Ärzte im Ruhestand, die frühzeitig ein Beitragsentlastungsmodul abgeschlossen haben, berichten von einer spürbaren Entlastung im Rentenalter und empfehlen einhellig: Die wichtigsten PKV-Optimierungsmaßnahmen müssen im Erwerbsleben abgeschlossen werden, weil nach Renteneintritt der Handlungsspielraum deutlich geringer ist.
Hintergrund
Ruheständler mit PKV zahlen im Schnitt 700 bis 1.200 Euro monatlich. Wer kein Entlastungsmodul hat und keine Rücklagen gebildet hat, muss entweder einen günstigeren Tarif wählen oder die höheren Beiträge aus der Rente tragen. Der häufigste Erfahrungstipp: Schon ab dem 50. Lebensjahr einen unabhängigen PKV-Berater einschalten, um alle Optimierungsoptionen vor Renteneintritt zu nutzen.
Wann gilt das nicht?
Für Ärzte mit sehr hohem Versorgungswerkanspruch und ausreichend Renteneinnahmen ist die PKV-Belastung im Ruhestand weniger problematisch. Auch Beamtenärzte profitieren durch die weitergehende Beihilfe von niedrigeren Beiträgen im Ruhestand.

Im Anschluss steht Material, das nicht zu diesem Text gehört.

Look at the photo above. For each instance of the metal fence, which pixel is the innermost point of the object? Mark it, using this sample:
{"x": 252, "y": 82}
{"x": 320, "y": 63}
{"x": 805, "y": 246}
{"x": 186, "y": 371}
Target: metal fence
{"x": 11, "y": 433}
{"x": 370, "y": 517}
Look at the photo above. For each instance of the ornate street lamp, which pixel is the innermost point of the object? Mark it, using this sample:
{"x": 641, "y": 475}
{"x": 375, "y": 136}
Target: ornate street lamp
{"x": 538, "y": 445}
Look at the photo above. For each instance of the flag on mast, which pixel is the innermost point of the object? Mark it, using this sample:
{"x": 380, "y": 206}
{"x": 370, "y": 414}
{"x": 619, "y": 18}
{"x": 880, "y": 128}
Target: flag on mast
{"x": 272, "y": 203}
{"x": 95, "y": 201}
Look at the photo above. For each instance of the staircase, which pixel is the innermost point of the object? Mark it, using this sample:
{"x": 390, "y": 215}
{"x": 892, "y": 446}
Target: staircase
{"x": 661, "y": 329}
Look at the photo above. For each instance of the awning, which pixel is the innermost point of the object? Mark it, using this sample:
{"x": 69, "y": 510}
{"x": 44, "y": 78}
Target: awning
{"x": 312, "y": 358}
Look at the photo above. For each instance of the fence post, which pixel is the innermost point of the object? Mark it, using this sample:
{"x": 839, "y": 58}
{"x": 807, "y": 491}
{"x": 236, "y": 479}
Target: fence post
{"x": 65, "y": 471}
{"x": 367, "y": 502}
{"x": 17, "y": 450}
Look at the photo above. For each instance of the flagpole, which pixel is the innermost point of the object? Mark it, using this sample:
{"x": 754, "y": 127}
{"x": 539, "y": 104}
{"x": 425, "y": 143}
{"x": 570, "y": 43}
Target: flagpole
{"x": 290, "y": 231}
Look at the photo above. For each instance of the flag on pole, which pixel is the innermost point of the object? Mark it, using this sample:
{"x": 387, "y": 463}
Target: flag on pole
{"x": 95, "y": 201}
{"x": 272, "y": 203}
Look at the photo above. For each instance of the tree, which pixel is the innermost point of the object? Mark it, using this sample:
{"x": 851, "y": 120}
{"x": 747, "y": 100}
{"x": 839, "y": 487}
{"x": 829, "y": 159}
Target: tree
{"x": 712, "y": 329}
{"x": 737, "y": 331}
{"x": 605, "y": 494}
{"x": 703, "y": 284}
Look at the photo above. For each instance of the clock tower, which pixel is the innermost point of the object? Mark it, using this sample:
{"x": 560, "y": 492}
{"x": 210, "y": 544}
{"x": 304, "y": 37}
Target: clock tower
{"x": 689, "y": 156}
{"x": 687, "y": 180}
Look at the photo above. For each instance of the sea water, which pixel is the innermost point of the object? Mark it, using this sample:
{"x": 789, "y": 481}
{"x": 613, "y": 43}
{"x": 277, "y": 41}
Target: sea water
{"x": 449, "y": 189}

Ärzteversichert unterstützt Ärzte, die kurz vor dem Ruhestand stehen, mit einer umfassenden PKV-Analyse und konkreten Empfehlungen zur Beitragsoptimierung.
Ärzte im Ruhestand empfehlen: PKV-Optimierung früh im Erwerbsleben beginnen, ein Beitragsentlastungsmodul abschließen und spätestens mit 50 Jahren einen unabhängigen PKV-Berater einschalten.
Quellen: Verband der Privaten Krankenversicherung, Ruhestand und PKV (2025); Stiftung Warentest, PKV im Alter (2024).